Scientists have tracked down the biological trigger that gives rise to Van Buchem disease, a hereditary, disfiguring bone disorder that can cause blindness and deafness. The findings provide insight into long-range gene regulation and could lead to new treatments for osteoporosis and other crippling bone disorders.
A research team from Lawrence Livermore and Lawrence Berkeley national laboratories, the Novartis Institutes for BioMedical Research in Switzerland, and the DOE Joint Genome Institute in Walnut Creek, Calif., characterized a human mutation associated with the malfunctioning of the sclerostin, or SOST, gene, and showed that it plays a key role in regulating bone formation. The culprit is a regulatory element in a missing 52,000-base-pair stretch of DNA that normally directs the SOST gene to produce a protein that maintains control of bone formation rates. Without this regulator, bone production goes up, progressively increasing bone density, or osteosclerosis.
The effect primarily occurs in the skull and lower jaw of Van Buchem patients, causing facial distortions and pinching cranial nerves, which can lead to deafness and blindness. Collarbones, ribs and long bones can also be affected.
The research team, led by Gabriela Loots of Livermore's Genome Biology Division, reports its findings today in the online version of the journal Genome Research.
Noncoding DNA segments – long stretches of DNA that do not code for proteins and were once thought to have no biological function – are now being found to contain regions that play a key role in switching distant genes on and off. Today's study is one of the first to pinpoint a disease-associated mutation that alters one of these long-range regulatory elements.

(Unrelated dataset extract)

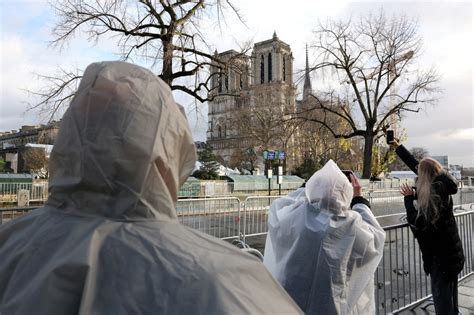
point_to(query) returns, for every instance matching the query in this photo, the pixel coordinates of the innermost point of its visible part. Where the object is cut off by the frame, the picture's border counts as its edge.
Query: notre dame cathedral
(253, 102)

"Our study addresses a fundamental issue with regard to the majority of the human genome that is noncoding in nature, and its potential impact on human health," Loots said. "Noncoding regions located far away from the genes they regulate are critical for normal gene expression and are capable of leading to dramatic abnormal phenotypes (individual characteristics, such as diseases or defects) if altered or deleted."
To investigate the misregulation of the SOST gene, Loots and her colleagues genetically engineered a copy of the DNA segment containing the gene and used it to generate mice with and without the 52,000-base-pair region missing in Van Buchem patients. The deleted region is located about 35,000 base pairs "downstream" from SOST on human chromosome 17. While they found no difference in the activity of the SOST gene in early mouse embryos, the gene was dramatically "down-regulated," or less active, in adult mice carrying the deleted region than in the normal mice.
The findings are strong evidence that "the (Van Buchem) noncoding deletion removes a SOST-specific regulatory element," the team reported, indicating that the disease is caused by the absence of one or more distant enhancer elements in the deleted region that help direct the expression of the SOST gene in adult humans.
In an effort to locate the specific enhancer sequence responsible for SOST regulation, the team compared human and mouse DNA and found seven common segments within the 140,000-base-pair SOST region. Scientists assume that DNA segments that have been "conserved" from one organism to another during evolution play a biological role, or they would have been discarded as organisms evolved. By introducing the conserved segments into cells similar to osteoblasts (bone-forming cells), the team found that a 250-base-pair conserved region named ECR5 was able to drive SOST expression.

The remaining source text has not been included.